El artículo analiza de forma crítica la ley III-58 de la provincia del Chubut, la cual crea el Sistema Provincial de Familias Solidarias. Esta norma regula el acogimiento familiar como un dispositivo de cuidado alternativo y transitorio para niñas, niños y adolescentes (NNA) que han sido separados de su núcleo de origen por verse vulnerados sus derechos. La autora destaca que la ley se fundamenta en un sólido bloque de legalidad supranacional y nacional, incluyendo la Convención sobre los Derechos del Niño (arts. 3, 20, 7 y 9 CDN), el Pacto de San José de Costa Rica, la ley nacional de protección integral 26.061 y el Código Civil y Comercial de la Nación. En el derecho comparado argentino, se contrasta con regulaciones de Río Negro, CABA, San Luis y Santa Fe, valorando que la norma chubutense incorpora la novedosa modalidad de «familias de apoyo» (sin alojamiento) y protege de forma expresa la identidad de género y orientación sexual del menor.

Tres Ejes Estructurales Analíticos

Para comprender la densidad y el funcionamiento sistémico de la ley III-58, Rey Galindo propone un abordaje teórico-práctico estructurado en tres variables fundamentales:

  1. El cuidado como función estatal descentralizada: El acogimiento en familias solidarias no implica una privatización ni una retirada del Estado, sino una redistribución comunitaria bajo un estricto control institucional. Las familias actúan de modo voluntario y sin fines adoptivos, asumiendo un rol relacional y afectivo que es permanentemente evaluado, seleccionado y acompañado por equipos técnicos interdisciplinarios.
  2. El tiempo como variable crítica: La ley fija un límite jurídico estricto a la transitoriedad del acogimiento: un plazo máximo de un año calendario, prorrogable de forma excepcional y fundada. La autora resalta que el tiempo en la niñez no es neutro; acotar formalmente la permanencia opera como una garantía del interés superior del menor, forzando a los efectores estatales a definir un proyecto de vida definitivo y evitando trayectorias de inestabilidad o institucionalizaciones encubiertas.
  3. La decisión como punto de articulación: El sistema se activa ya sea ante una medida de protección excepcional o frente a la declaración judicial de adoptabilidad.

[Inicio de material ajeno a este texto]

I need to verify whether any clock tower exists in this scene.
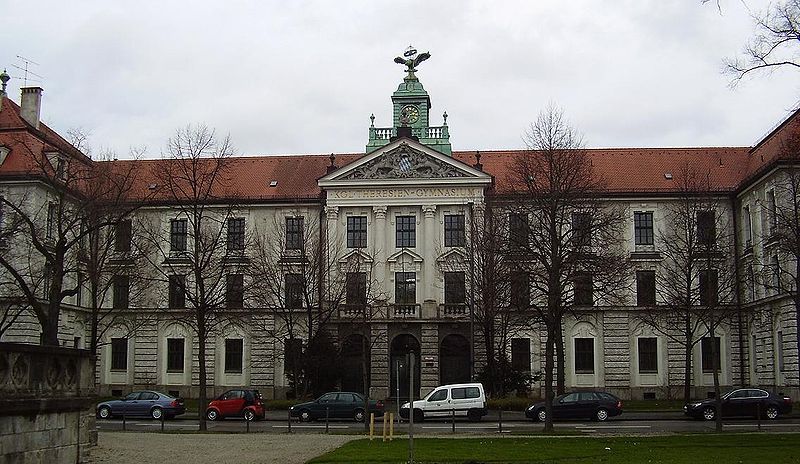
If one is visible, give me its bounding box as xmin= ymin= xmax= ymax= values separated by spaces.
xmin=367 ymin=47 xmax=452 ymax=155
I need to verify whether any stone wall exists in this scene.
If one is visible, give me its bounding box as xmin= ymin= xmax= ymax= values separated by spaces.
xmin=0 ymin=343 xmax=97 ymax=464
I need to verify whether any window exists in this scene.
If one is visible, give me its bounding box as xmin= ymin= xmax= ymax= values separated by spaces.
xmin=572 ymin=213 xmax=592 ymax=248
xmin=347 ymin=216 xmax=367 ymax=248
xmin=637 ymin=337 xmax=658 ymax=374
xmin=697 ymin=211 xmax=717 ymax=247
xmin=227 ymin=218 xmax=244 ymax=252
xmin=511 ymin=338 xmax=531 ymax=372
xmin=572 ymin=272 xmax=594 ymax=306
xmin=169 ymin=219 xmax=187 ymax=251
xmin=169 ymin=275 xmax=186 ymax=309
xmin=444 ymin=272 xmax=467 ymax=305
xmin=767 ymin=190 xmax=778 ymax=235
xmin=511 ymin=272 xmax=531 ymax=309
xmin=508 ymin=213 xmax=529 ymax=251
xmin=114 ymin=219 xmax=132 ymax=253
xmin=700 ymin=269 xmax=719 ymax=306
xmin=286 ymin=217 xmax=303 ymax=250
xmin=636 ymin=271 xmax=656 ymax=306
xmin=633 ymin=212 xmax=655 ymax=245
xmin=111 ymin=337 xmax=128 ymax=371
xmin=700 ymin=337 xmax=722 ymax=373
xmin=225 ymin=274 xmax=244 ymax=308
xmin=444 ymin=214 xmax=466 ymax=247
xmin=283 ymin=338 xmax=303 ymax=372
xmin=47 ymin=203 xmax=58 ymax=238
xmin=345 ymin=272 xmax=367 ymax=306
xmin=167 ymin=338 xmax=184 ymax=372
xmin=225 ymin=338 xmax=244 ymax=374
xmin=395 ymin=216 xmax=417 ymax=248
xmin=575 ymin=338 xmax=594 ymax=374
xmin=286 ymin=274 xmax=303 ymax=309
xmin=112 ymin=275 xmax=131 ymax=309
xmin=394 ymin=272 xmax=417 ymax=305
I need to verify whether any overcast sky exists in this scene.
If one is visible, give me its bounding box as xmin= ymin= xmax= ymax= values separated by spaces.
xmin=0 ymin=0 xmax=800 ymax=157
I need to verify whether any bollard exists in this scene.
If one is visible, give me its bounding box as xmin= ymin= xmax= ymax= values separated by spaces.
xmin=369 ymin=412 xmax=375 ymax=441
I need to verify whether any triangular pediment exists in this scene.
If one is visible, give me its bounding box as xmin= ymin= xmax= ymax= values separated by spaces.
xmin=319 ymin=138 xmax=491 ymax=187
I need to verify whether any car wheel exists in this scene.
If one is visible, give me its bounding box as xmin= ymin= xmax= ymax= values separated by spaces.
xmin=97 ymin=406 xmax=111 ymax=419
xmin=353 ymin=409 xmax=366 ymax=422
xmin=764 ymin=406 xmax=780 ymax=420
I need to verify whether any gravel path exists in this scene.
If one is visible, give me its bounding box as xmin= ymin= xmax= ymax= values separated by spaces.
xmin=90 ymin=432 xmax=361 ymax=464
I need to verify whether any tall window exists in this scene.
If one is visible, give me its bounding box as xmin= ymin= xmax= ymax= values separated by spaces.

La toma de decisiones se construye de forma progresiva e interinstitucional, entrelazando las funciones de la autoridad administrativa, los saberes de los gabinetes interdisciplinarios y el control del Poder Judicial.

Conclusión y Tensiones

Finalmente, la doctrina expone las tensiones inherentes al sistema: la discordancia entre el tiempo vital del menor y el tiempo jurídico de los procesos, la protección frente a la autonomía progresiva de los NNA, y la frontera entre la sugerencia técnica y la resolución jurídica. La autora concluye que el éxito de la ley III-58 no dependerá solo de su diseño normativo —el cual observa por carecer de previsiones sobre licencias laborales o subsidios económicos—, sino de la capacidad real del Estado para ofrecer respuestas situadas que respeten las trayectorias vitales singulares.